Natürlich kann ich selber zum Diskurs nichts beitragen. Ich kann zuhören, empfangen, lernen und meine Positionen hinterfragen. Das genügt mir. Ich habe keinen akademischen Anspruch. Ich will diese Erkenntnisse dann in meinen Alltag transportieren. Ich will berufliche Gleichnisse schaffen.
Ich konnte den Kategorischen Imperativ bereits als Gleichnis im Berufsalltag veranschaulichen. Ich will mehr davon. Ich will die Erkenntnis der Philosophie übersetzen, damit sie allgemein verständlicher sind im Berufsalltag. Ich will nicht aufklären oder belehren oder bekehren.
Ich will bloss, dass die Menschen zufriedener und sinnerfüllter arbeiten können und nicht im 21. Jahrhundert massenhaft zusammenbrechen und Identität verlieren müssen in ihren sinnlosen und befristeten Jobs. Ich werde hier ganz lokal und klein einen winzigen Beitrag leisten. Ganz minim. Die Philosophie hilft bloss.
Das erklärt, warum ich Philosophie derzeit «studiere». Ich fühle mich eher als Lehrling denn als Student. Ich bin nicht eingekesselt von anderen Studenten, ich muss mich nicht beweisen und rechtfertigen. Ich bin einfach ein neugieriger und interessierter Lehrling, der alles wissen und erfahren möchte.
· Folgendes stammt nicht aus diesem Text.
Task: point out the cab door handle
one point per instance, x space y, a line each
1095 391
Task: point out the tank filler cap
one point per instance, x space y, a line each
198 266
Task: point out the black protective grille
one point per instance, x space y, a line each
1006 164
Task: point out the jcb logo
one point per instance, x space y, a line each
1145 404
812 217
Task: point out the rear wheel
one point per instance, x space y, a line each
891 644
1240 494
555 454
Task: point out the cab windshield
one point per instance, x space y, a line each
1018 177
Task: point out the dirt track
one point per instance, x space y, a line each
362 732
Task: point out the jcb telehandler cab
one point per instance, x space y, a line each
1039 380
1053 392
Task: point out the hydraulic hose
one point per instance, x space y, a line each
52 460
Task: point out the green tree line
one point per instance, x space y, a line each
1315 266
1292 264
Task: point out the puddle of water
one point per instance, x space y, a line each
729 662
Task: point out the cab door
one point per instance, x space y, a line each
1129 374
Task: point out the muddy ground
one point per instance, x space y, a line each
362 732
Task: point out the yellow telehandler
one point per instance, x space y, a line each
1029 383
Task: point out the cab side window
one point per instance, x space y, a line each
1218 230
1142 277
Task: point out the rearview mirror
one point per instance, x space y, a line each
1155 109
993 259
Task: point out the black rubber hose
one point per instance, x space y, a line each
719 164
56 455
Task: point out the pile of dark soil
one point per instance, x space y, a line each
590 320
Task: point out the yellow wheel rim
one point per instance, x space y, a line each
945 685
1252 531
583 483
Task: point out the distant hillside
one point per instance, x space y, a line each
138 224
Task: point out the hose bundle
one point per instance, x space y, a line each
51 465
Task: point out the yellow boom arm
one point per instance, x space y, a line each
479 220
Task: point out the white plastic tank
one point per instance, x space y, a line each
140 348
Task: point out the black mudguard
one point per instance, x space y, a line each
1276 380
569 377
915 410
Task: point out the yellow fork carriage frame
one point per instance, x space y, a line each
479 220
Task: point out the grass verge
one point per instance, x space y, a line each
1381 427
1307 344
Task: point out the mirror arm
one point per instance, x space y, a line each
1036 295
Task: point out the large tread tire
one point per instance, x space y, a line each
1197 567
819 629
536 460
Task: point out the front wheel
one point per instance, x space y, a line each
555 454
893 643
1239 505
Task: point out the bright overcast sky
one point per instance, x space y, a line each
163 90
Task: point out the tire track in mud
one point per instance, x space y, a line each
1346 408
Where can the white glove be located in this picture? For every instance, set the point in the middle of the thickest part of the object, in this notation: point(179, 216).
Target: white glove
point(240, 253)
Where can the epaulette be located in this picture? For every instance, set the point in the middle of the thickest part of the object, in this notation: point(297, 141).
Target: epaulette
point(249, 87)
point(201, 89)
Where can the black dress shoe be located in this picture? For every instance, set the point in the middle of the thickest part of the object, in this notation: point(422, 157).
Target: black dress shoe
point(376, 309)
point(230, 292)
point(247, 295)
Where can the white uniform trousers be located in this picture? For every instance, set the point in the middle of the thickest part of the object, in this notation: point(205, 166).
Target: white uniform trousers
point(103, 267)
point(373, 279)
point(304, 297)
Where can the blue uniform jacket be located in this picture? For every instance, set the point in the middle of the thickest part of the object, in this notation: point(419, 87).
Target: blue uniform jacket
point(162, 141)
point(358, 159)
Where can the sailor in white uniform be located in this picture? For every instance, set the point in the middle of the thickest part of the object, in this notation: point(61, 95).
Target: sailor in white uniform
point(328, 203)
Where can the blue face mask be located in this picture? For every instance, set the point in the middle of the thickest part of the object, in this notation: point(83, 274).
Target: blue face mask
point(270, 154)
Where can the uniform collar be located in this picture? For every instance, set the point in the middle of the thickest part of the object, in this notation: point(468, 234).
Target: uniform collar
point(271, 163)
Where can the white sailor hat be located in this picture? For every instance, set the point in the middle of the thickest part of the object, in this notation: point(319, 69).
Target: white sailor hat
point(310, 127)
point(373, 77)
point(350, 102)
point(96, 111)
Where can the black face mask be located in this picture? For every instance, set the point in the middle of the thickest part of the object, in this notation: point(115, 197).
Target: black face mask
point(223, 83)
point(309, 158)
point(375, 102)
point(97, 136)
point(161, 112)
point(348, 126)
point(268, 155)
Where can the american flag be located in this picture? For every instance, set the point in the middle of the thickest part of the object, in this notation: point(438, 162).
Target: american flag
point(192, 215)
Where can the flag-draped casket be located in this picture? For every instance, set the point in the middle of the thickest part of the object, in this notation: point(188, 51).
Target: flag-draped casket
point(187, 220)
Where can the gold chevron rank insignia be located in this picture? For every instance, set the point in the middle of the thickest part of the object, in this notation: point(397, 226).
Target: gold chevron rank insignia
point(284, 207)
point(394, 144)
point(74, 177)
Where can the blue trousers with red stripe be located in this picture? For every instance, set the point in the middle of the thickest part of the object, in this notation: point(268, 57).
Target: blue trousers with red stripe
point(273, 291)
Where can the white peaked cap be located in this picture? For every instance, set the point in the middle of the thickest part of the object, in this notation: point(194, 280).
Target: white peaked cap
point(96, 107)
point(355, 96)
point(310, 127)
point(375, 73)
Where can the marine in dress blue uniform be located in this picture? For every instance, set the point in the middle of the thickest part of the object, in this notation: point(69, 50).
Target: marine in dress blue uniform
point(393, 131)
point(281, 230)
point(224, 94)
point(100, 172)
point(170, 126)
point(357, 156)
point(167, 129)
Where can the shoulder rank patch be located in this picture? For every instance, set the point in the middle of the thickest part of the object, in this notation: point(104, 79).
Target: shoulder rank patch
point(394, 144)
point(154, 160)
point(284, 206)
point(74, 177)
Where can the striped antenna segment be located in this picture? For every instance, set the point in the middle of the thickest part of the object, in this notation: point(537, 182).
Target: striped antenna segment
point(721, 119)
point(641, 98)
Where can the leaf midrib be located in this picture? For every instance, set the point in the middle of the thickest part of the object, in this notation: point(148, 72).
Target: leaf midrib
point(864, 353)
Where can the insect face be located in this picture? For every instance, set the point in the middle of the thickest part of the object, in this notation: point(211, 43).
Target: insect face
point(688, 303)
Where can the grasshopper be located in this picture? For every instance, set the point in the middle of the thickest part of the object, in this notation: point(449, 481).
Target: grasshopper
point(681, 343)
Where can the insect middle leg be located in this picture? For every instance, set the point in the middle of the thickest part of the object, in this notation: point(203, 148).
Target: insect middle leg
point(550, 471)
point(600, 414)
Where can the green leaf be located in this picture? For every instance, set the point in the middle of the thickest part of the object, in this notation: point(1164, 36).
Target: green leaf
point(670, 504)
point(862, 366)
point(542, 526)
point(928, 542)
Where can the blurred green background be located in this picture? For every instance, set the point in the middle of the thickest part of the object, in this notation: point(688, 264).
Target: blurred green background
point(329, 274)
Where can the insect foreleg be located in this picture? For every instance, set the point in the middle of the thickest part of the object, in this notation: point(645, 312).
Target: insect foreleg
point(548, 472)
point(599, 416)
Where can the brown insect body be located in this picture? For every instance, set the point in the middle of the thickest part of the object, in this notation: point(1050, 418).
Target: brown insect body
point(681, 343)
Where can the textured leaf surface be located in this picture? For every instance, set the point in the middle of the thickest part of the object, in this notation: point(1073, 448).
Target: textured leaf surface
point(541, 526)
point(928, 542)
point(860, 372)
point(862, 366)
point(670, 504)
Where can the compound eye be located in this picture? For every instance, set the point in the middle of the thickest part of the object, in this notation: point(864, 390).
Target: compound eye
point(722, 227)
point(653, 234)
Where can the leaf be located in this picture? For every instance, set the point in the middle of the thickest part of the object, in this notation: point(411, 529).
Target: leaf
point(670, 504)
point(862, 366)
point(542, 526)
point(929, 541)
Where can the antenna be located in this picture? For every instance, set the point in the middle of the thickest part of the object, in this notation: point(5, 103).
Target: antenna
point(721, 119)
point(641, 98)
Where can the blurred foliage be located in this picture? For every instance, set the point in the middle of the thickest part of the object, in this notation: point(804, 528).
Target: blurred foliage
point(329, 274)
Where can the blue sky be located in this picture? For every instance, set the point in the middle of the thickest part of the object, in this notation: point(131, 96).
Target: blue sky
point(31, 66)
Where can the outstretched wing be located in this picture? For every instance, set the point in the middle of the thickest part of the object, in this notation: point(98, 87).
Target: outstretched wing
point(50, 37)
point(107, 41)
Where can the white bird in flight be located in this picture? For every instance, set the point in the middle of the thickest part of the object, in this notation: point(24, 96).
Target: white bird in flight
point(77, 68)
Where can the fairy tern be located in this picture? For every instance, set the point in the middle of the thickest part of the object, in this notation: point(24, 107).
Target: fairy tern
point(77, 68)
Ich habe diese Weiterbildung als Experiment betitelt und mit einem Kostendach gesichert. Falls alles scheitert, also keinen kommerziellen Nutzen für meinen Arbeitgeber einzahlt, wenngleich bloss verzögertn, dann werde ich das Experiment abbrechen und eine «klassische» Weiterbildung fokussieren.